On May 14, 2019 we issued and sold to Foris 1,122,460 shares of Common Stock at a price of $4.60 per share, as well as a warrant to purchase 352,638 shares of Common Stock at an exercise price of $4.56 per share, the closing price of the Common Stock on the Nasdaq Global Select Market on May 9, 2019, with an exercise term of two years from issuance (the “Exchange Warrant”), in exchange for the surrender and cancellation of $5.0 million principal amount of our 6.50% Convertible Senior Notes due 2019 held by Foris, pursuant to an Exchange Agreement, dated May 10, 2019, between us and Foris. The securities were sold in a private placement pursuant to the exemption from registration under Section 3(a)(9) of the Securities Act.

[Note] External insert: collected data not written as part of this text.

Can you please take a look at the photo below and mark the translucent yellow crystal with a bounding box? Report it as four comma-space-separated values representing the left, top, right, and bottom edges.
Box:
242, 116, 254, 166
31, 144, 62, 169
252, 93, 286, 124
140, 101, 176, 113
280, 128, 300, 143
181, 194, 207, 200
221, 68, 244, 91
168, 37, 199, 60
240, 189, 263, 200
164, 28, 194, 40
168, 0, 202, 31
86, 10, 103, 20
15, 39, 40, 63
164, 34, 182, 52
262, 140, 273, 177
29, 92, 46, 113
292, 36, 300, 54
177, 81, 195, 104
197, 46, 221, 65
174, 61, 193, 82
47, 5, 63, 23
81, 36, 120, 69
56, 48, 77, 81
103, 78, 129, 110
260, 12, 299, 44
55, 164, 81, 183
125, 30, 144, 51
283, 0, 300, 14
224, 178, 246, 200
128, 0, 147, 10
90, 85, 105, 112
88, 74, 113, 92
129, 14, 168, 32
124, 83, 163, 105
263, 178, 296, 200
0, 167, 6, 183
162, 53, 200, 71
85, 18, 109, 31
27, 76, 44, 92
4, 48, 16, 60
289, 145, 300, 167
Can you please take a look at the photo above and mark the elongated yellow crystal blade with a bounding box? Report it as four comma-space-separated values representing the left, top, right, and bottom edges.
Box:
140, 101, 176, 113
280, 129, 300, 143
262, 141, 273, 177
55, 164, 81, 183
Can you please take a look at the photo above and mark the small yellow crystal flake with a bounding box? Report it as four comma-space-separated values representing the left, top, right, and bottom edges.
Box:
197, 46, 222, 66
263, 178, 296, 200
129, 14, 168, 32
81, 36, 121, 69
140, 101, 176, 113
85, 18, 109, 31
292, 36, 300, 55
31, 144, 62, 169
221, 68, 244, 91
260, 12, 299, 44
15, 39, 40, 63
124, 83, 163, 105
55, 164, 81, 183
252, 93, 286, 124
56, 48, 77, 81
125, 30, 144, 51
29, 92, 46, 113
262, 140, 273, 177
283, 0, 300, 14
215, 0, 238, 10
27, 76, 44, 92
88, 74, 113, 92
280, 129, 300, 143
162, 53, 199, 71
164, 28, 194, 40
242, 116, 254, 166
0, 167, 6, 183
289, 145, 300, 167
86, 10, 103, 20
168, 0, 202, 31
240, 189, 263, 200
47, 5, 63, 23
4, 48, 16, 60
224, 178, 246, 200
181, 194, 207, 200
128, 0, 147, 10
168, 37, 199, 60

On August 14, 2019, in connection with the entry by us and Foris into the Amendment No 5 and Waiver to the Loan and Security Agreement, dated June 29, 2018, by and among us, certain of our subsidiaries and Foris, as successor in interest to GACP Finance Co., LLC, we issued to Foris a warrant to purchase up to 1,438,829 shares of Common Stock at an exercise price of $2.87 per share, with an exercise term of two years from issuance. The warrant was issued in a private placement pursuant to the exemption from registration under Section 4(a)(2) of the Securities Act and Regulation D promulgated under the Securities Act.
On August 28, 2019, in connection with the entry by us and Foris into a credit agreement to make available to us an unsecured credit facility in an aggregate principal amount of $19.0 million, which we borrowed in full on August 28, 2019, we (i) issued to Foris a warrant to purchase up to 4,871,795 shares of Common Stock at an exercise price of $3.90 per share, with an exercise term of two years from issuance and (ii) amended the warrants issued to Foris on April 26, 2019 and May 14, 2019 to reduce the exercise price of such warrants to $3.90 per share.